What does homeschooling cost?

Often over the years I see people say things like "I can't afford to homeschool" or "I'm using public school at home option, because it's the only way I can afford it."  I realize many of us spend more and may spend on things like homeschool co-op/groups, sports, dance, gymnastics, other activities that many, including myself, would consider the cost of homeschooling.

However, lets take a moment and just discuss the basics. What do you spend PER child, PER year on your primary curriculum? Mind you primary curriculum doesn't' have to be text books, after all there are many methods and many resources. I'm just interested in showing people what is "needed" for the very basics.

As you look at this keep in mind a couple of things:
  1. This is the cost just for the primary curriculum/resources the family uses per child; per year. It's an average; an estimation.
  2. This does not included the cost of sports, scouting, dance, or any other extra curricular the family may or may not use.
  3. A family may not spend all of this at one time. Some families actually spread out the cost and buy things as needed. Like math materials this month and science next. Or they use an all-in-one program and make monthly payments.
  4. If you are using one of the free programs (ambleside, old fashion, etc) please estimate what you spend on ink, paper, or whatever else you need to implement and use your curriculum.
  5. All other basic supplies like pens, pencils, crayons, markets, writing paper is assumed to be on hand or the cost minimal and that does not need to be counted towards basic cost.

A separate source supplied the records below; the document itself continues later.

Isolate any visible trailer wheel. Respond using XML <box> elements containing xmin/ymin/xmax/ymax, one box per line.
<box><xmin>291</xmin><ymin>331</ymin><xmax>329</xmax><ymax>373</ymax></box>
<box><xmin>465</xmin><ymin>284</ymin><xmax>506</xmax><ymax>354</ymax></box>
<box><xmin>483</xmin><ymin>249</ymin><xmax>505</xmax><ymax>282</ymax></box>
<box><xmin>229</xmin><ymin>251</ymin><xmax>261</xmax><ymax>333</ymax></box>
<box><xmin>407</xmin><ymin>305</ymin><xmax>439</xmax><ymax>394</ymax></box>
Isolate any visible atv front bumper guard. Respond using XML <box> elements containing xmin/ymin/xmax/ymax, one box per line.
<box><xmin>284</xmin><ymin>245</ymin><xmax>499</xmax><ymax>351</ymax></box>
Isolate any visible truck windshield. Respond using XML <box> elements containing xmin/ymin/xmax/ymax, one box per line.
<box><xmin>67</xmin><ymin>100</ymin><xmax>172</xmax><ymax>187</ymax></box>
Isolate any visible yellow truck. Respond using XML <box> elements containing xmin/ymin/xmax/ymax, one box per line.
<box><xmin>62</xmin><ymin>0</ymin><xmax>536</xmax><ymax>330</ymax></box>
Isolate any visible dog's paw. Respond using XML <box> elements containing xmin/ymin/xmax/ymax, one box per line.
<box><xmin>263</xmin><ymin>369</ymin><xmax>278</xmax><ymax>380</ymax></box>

Disclosure: This post may contain affiliate links, which means I may receive a commission if you click a link and purchase something.


  1. I have been looking at Easy Peasy homeschool. It's free and not connected to public school. I won't be using it this year since I had already ordered our curriculum, but from what I saw it looks pretty good.

  2. Many like Easy Peasy, but I won't use it because of it's connections to CCS (common core standards). I know the owner of EP (Easy Peasy) opposes CCS. I know she does not agree with CCS. However, that doesn't change the fact that many of the sites she links to are aligned to CCS. It's because some of the links are aligned I will not use EP. To learn more about CCS and which homeschool curriculum options are aligned, correlated, coincidentally connected (that's what EP is), or independent check out: http://www.hsroadmap.org/

    There are other free/low cost options that are CCS-free too. Example of them would be Old Fashion Education, Ambleside, Puritian's homeschool, and Mater Amablis.

    Mater Amablis being the only Catholic option on the list (that I am aware of).